FIGURE 6. Scanning electron images of Ditrupa bartonensis. A), B) Transverse polished section through a single ridged crystal in the outer layer of D. bartonensis. A) Backscattered electron (BSE) image, B) gaseous secondary electron (GSE) image, of the same area as in (A). Illustrating what appears to be an indication of internal crystal structure. Arrows indicate the edge of the crystal. C), D) Longitudinal sections showing layer 1 (inner layer) and 2 (outer layer). Note in (D) at the interface between the layers that the regular ridged prismatic crystals each initiate from an individual point locus.
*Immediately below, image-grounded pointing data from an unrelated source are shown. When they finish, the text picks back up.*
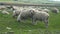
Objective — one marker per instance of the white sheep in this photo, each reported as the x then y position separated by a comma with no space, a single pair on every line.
5,12
35,15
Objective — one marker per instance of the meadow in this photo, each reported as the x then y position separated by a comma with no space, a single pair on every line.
27,27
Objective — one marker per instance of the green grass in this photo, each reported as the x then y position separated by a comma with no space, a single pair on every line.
27,27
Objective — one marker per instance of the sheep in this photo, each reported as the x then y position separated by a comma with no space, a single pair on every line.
55,10
24,15
16,10
45,10
34,15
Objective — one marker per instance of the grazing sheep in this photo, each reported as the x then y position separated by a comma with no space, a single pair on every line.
55,10
35,15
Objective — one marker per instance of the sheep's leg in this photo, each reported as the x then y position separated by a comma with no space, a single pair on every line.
33,21
46,23
19,18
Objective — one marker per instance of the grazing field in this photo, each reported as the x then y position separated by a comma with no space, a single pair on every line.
27,28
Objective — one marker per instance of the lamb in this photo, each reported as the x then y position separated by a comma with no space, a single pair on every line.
34,15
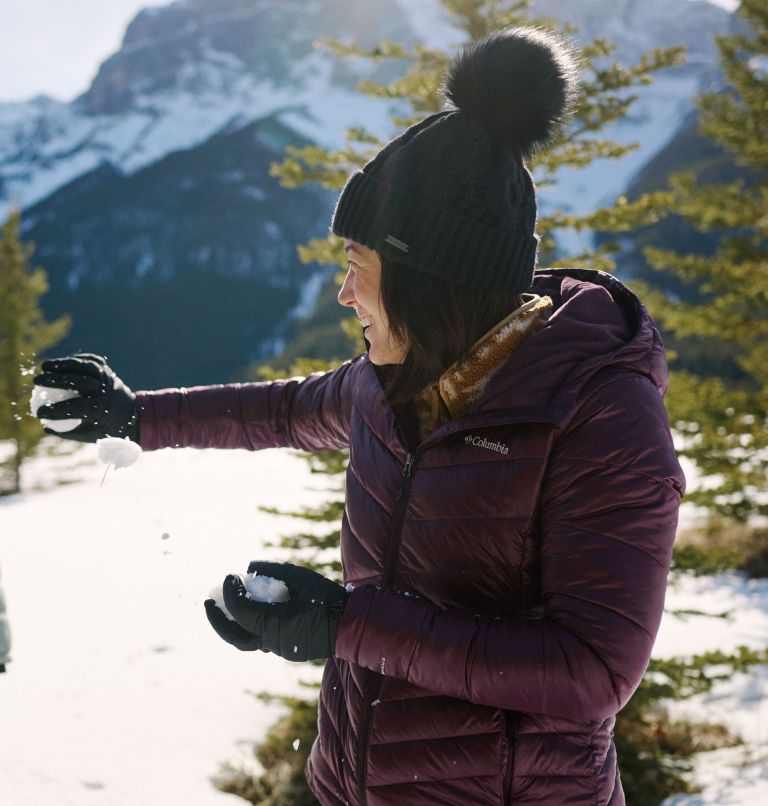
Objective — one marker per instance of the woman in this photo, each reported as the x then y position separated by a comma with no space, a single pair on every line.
512,489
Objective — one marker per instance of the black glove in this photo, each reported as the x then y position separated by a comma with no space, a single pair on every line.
303,628
107,407
230,631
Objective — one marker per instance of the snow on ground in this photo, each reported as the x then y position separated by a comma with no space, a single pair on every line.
119,691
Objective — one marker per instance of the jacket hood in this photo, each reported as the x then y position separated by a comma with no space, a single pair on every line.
596,323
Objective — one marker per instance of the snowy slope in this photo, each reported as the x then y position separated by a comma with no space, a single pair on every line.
183,74
120,693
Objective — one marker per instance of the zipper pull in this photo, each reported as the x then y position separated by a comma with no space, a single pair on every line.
408,467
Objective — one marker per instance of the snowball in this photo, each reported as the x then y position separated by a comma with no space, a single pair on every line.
257,587
266,589
118,452
47,396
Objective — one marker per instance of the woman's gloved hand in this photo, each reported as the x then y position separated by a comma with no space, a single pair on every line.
106,406
303,628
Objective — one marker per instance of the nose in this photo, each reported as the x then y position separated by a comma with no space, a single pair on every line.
347,291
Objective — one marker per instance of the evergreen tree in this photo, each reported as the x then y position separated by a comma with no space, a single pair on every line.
24,334
607,94
725,424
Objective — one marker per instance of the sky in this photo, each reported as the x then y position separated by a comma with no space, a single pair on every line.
55,48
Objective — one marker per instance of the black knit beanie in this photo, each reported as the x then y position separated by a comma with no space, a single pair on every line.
452,196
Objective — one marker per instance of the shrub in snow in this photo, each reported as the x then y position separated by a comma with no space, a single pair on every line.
47,396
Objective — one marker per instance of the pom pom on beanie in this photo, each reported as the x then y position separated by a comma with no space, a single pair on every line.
451,196
518,84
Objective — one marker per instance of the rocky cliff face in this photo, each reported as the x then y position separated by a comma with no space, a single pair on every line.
149,196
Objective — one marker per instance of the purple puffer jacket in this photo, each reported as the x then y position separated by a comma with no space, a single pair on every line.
509,574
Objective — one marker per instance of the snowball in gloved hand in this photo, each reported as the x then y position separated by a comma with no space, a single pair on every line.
47,396
259,588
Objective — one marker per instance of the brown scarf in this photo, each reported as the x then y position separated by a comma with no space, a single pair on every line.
457,389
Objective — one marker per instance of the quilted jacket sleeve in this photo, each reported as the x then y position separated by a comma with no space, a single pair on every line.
608,518
305,413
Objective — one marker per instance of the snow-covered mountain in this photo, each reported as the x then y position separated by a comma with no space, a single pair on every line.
190,70
149,196
194,68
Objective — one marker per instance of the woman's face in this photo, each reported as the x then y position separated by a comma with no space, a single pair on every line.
361,291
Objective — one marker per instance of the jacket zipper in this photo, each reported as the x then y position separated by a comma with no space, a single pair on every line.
374,689
512,719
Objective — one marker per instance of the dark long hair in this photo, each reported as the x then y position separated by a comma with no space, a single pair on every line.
440,318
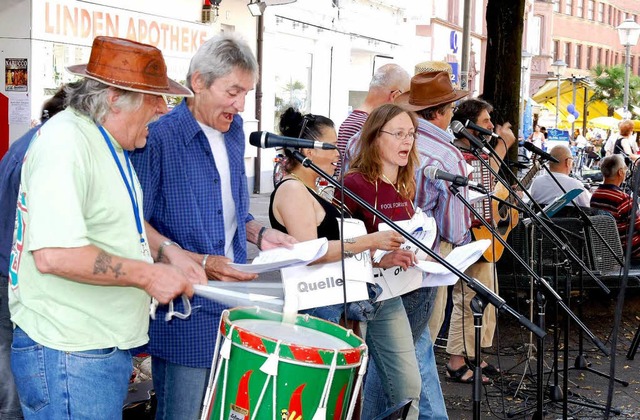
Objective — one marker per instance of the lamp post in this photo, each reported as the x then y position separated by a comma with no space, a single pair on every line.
628,32
558,64
526,62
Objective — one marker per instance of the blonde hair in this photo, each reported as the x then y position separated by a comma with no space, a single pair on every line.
368,161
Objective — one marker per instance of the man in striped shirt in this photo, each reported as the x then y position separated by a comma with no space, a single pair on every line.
610,197
387,83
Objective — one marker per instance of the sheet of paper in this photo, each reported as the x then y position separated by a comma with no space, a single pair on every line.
461,258
274,259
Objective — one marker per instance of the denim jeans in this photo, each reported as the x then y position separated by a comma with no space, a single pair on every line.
9,401
179,389
418,305
388,336
55,384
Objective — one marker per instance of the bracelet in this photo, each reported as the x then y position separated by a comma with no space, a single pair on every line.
161,248
260,234
204,261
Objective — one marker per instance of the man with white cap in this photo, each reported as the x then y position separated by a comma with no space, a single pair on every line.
82,271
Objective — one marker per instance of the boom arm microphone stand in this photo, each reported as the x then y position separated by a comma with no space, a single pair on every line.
568,251
483,294
580,362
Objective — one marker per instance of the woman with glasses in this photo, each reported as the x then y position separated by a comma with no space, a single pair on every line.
296,209
383,174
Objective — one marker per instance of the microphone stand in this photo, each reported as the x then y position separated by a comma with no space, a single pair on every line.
568,251
472,283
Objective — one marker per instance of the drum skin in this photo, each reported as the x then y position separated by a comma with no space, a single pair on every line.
302,370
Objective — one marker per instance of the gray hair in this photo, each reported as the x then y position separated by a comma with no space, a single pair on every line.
611,165
390,76
219,56
90,97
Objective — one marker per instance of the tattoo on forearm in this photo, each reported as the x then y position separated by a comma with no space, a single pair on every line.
103,265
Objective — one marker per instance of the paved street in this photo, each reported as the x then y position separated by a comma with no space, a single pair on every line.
517,388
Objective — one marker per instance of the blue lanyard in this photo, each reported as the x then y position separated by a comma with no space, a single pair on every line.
130,188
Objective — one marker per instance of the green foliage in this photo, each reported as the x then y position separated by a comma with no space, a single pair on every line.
609,87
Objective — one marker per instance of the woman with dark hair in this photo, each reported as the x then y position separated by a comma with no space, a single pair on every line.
383,174
297,210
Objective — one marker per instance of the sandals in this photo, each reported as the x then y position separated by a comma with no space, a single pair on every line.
458,375
490,369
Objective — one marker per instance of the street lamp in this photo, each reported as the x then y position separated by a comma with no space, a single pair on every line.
558,64
628,32
526,62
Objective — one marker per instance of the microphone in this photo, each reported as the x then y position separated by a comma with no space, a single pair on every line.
538,151
432,172
265,140
459,131
470,124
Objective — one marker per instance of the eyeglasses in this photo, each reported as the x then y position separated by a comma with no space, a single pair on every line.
401,135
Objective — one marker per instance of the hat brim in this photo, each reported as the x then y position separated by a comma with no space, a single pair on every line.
403,101
174,89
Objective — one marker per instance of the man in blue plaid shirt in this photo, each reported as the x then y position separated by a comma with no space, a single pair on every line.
195,193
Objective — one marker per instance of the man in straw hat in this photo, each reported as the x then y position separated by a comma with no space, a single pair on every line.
81,272
192,173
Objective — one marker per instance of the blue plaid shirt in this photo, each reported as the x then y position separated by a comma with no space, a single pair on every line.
183,201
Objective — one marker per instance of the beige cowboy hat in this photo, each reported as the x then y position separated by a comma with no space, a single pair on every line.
129,65
429,89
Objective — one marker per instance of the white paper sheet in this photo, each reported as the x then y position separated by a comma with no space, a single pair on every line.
275,259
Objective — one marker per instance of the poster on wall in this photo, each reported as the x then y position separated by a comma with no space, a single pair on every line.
16,74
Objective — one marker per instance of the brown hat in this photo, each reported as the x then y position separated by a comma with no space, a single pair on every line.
129,65
429,89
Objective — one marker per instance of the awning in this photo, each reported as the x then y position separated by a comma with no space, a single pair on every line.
547,96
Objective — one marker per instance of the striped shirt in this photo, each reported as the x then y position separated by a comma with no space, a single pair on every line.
350,127
611,198
433,196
FIGURE 7. Details of the microfabric of the inner layer of Ditrupa bartonensis. A)-C) Views of the inner tube surface (arrows indicate tube long axis), with loosely arranged bundles of long slender crystals, oriented perpendicular to tube long axis (with an approximate deviation of 10˚ within the plane of lamellae). D), E) Transverse vertical section (arrow indicates direction to upper surface) with loosely arranged bundles of long slender crystals, oriented parallel to tube circumference (with a maximum deviation of ~15˚ within the plane of lamellae). In (E) prismatic crystals occur associated with granular calcite (*), of possible authigenic origin. F)-H) Longitudinal vertical section (arrow indicates direction to upper surface), with apparent granular fabric.

FIGURE 9. XRD trace of whole powdered tube of Ditrupa bartonensis. Illustrating the occurrence of calcite, with no other carbonate phases.